An example of how this might work in practice would be to install district heat networks to heat homes in New Towns rather than relying on individual solutions (boilers or air source heat pumps).

It will also be vital to think strategically about how this can be linked to other infrastructure.

Data centres, for instance, generate large amounts of waste heat, which could and should be used to warm nearby houses via district heat networks. As a result, the New Towns stand to make a significant contribution towards our net zero goals – and will need to, given the potentially high carbon costs of building them.

Location, location, location

The choice of where to build New Towns, and indeed which existing settlements to expand, will be of critical importance. In particular, these choices will need to factor in how existing buildings, settlements, infrastructure and services can be used most productively.

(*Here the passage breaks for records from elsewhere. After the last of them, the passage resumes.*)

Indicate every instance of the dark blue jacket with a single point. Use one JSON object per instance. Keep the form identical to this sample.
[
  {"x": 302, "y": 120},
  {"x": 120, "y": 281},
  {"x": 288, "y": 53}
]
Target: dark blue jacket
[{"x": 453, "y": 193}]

While it may sound counterintuitive, a key measure of success for the New Towns policy will be to ensure that we recognise the value of our existing assets wherever possible (and as little as possible is built from scratch).

However, there also should not be an assumption that just because housing is built attached to an existing settlement that settlement is fit for a climate neutral future.

Understanding gaps in infrastructure provision and how the infrastructure provisions for  these New Towns can also benefit existing places is essential, particularly in relation to social infrastructure provisions.

The issue of affordability also needs to be considered – both at a national level and for the individuals and families.

An exclusive focus on areas around London and in the South East of England would also sharply increase the costs of the policy and result in potentially unaffordable homes.

It is hard to escape the conclusion that this would signal a failure to deliver the much-needed regeneration across the breadth of the UK. This would be doubly concerning because it would also mean that much-needed investments in the social infrastructure would not be made.

Social infrastructure

A challenge to the delivery of successful New Towns is ensuring that alongside housing, new healthcare, schools and other day-to-day service provision is integrated.

Although a focus on housing delivery is top of the political agenda – for New Towns to be successful and thriving – they must evolve into communities and places that people want to live, grow up and grow old in.

Places where social infrastructure is at the core must also be designed to be walkable reducing dependence on the private car and supporting the creation of a lively neighbourhood.

A risk is that social infrastructure is planned but never delivered where there are funding shortfalls or reliance on private partners. It could be argued that this infrastructure should be delivered first – before any housing – to lay the foundations of a successful new place.

Ultimately, successful places are self-sustaining, thriving and adaptable and are comprised of more than just housing and are enabled by being robust and well planned.

If the government want its New Towns to be successful, the first shovels in the ground should be for the building of infrastructure, not houses.